Starting tomorrow, I'll be out of the office for a while. First, I'm headed on a tour of the national parks and monuments of Utah and northern Arizona. Then, I'm headed to Salt Lake City for General Convention. The focus of this blog will shift from lectionary-based musings to General Convention analysis. But I can't leave without embracing this coming Sunday's Track 2 lesson from Job. It's too good to pass by.

In Job 38, God speaks to the suffering one and declares,
Who is this that darkens counsel by words without knowledge?
Gird up your loins like a man,
I will question you, and you shall declare to me.
Where were you when I laid the foundation of the earth?
Tell me, if you have understanding.
Who determined its measurements--surely you know!

Boom! Snap! Oh no he didn't!

Of course, when God speaks, humanity listens. But, when God starts mocking our pride and self-importance, the whole earth shakes. Is there any more damning language for the twenty-first century?

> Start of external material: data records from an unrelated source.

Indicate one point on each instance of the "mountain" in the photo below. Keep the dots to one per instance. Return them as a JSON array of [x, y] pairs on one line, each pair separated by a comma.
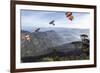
[[48, 39], [40, 43]]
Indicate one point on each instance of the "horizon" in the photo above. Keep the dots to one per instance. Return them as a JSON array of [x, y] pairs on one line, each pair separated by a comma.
[[40, 19]]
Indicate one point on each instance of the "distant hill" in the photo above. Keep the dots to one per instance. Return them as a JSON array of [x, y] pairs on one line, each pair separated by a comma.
[[44, 41], [40, 43]]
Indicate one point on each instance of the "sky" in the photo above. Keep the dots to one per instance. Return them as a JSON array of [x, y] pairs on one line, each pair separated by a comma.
[[31, 18]]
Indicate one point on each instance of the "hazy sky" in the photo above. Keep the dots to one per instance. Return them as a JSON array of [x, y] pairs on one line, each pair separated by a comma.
[[42, 19]]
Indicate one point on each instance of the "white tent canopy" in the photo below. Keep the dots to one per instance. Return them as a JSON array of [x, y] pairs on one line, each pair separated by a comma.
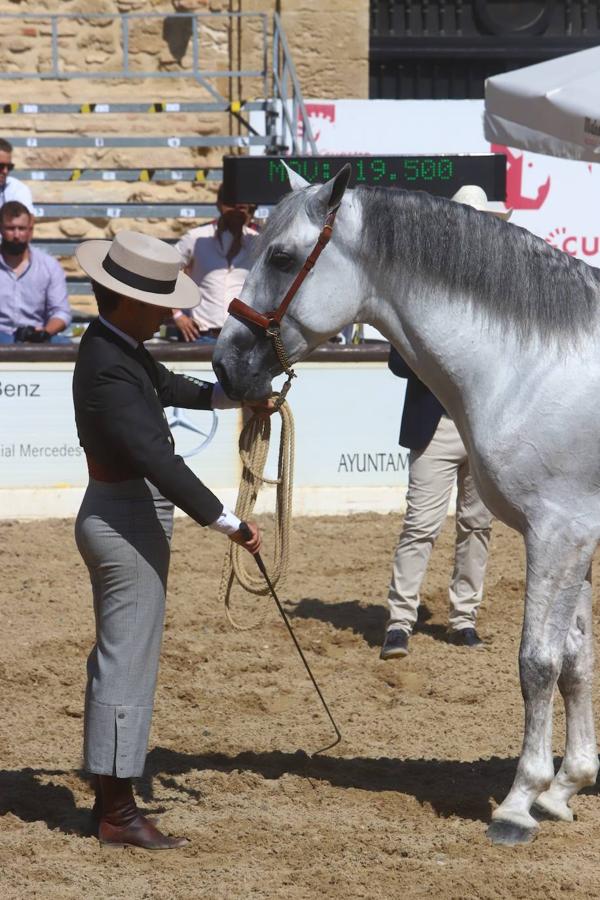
[[552, 107]]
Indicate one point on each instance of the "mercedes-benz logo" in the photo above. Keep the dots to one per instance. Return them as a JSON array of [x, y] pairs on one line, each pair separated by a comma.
[[179, 419]]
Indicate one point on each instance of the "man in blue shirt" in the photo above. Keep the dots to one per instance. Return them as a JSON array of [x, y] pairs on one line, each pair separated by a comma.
[[34, 305]]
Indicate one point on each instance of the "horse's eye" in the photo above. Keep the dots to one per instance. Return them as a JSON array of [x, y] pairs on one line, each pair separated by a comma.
[[281, 260]]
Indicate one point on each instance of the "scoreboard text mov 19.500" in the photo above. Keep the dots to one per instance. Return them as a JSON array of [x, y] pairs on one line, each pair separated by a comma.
[[263, 179]]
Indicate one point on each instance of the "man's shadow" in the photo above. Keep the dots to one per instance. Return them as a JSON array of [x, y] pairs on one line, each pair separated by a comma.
[[450, 787], [32, 796], [367, 621]]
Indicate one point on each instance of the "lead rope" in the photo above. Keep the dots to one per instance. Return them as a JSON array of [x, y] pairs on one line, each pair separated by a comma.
[[238, 565]]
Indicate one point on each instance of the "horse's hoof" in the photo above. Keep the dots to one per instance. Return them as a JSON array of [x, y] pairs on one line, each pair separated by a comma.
[[501, 831], [554, 810]]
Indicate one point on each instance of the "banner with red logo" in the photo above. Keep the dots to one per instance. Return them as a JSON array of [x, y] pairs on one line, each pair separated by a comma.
[[559, 200]]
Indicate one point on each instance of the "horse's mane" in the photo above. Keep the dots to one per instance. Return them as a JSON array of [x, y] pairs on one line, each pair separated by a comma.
[[513, 277]]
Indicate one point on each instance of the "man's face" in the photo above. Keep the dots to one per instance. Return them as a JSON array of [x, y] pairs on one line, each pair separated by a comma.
[[236, 216], [17, 230], [147, 318], [6, 166]]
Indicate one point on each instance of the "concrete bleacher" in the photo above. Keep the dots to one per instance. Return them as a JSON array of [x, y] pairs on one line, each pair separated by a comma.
[[131, 150]]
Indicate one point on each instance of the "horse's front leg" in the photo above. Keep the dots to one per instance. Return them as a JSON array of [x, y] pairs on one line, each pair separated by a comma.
[[580, 764], [556, 566]]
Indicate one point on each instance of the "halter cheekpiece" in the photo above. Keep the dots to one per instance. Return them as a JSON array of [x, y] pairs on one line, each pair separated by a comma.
[[271, 321]]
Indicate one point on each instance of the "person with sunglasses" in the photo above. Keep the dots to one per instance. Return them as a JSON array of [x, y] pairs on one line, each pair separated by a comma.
[[11, 188], [217, 258]]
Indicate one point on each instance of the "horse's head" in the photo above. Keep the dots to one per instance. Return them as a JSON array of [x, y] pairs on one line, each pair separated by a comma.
[[244, 359]]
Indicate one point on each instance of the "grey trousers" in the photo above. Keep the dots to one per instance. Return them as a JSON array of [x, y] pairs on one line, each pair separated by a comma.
[[123, 532], [432, 473]]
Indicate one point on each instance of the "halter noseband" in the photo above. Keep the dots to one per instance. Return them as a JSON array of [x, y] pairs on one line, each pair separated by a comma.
[[271, 321]]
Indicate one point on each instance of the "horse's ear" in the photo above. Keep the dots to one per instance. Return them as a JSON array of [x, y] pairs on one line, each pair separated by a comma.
[[329, 196], [297, 182]]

Job is a heartbreaking story. You can isolate any number of its passages to portray a tender, loving tale of faith. It speaks of Job's faithfulness in the face of disaster. It tells of remarkable patience despite adversity. It encourages perseverance even when abandoned by everyone else. But is that the real message of Job?

If you read the whole book--and it's been a long time since I have--you reach three conclusions that are unfathomable to contemporary society:
  1. Bad things happen to good people.
  2. God is behind human suffering--whether as active agent or passive permitter.
  3. We don't get to know why.
Sunday's lesson is God's response to Job's interrogation. Job wants an answer. He demands an answer. He has been faithful. He has done everything expected of him. Why, God, have you let all of this happen to me? And what is God's answer?

Who do you think you are? Who the heck do you think you are?

Actually, on the other side of some heartwrenching, agonizing, and suffering, we hear these words as true and lasting hope. Yes, we must endure the pain of "Why, God?" but on the other side we are comforted with the answer, "Just because."

If you think that answer is harsh and insensitive, you should dive more fully into unjust suffering and see what other possible satisfying answers there are. Vengeance? Evil at work? Random chance? Good luck finding hope in any of those. The only hope we have is that God is bigger than anything that threatens us. Do we get to understand why stuff happens? Not in this life, and maybe not even in the next. But we do get to hold on to faith that God is with us in our suffering--not asleep, not absent, not powerless--but present and active. It doesn't make the pain go away--nothing can. But it does mean that we are not alone and that we have real hope.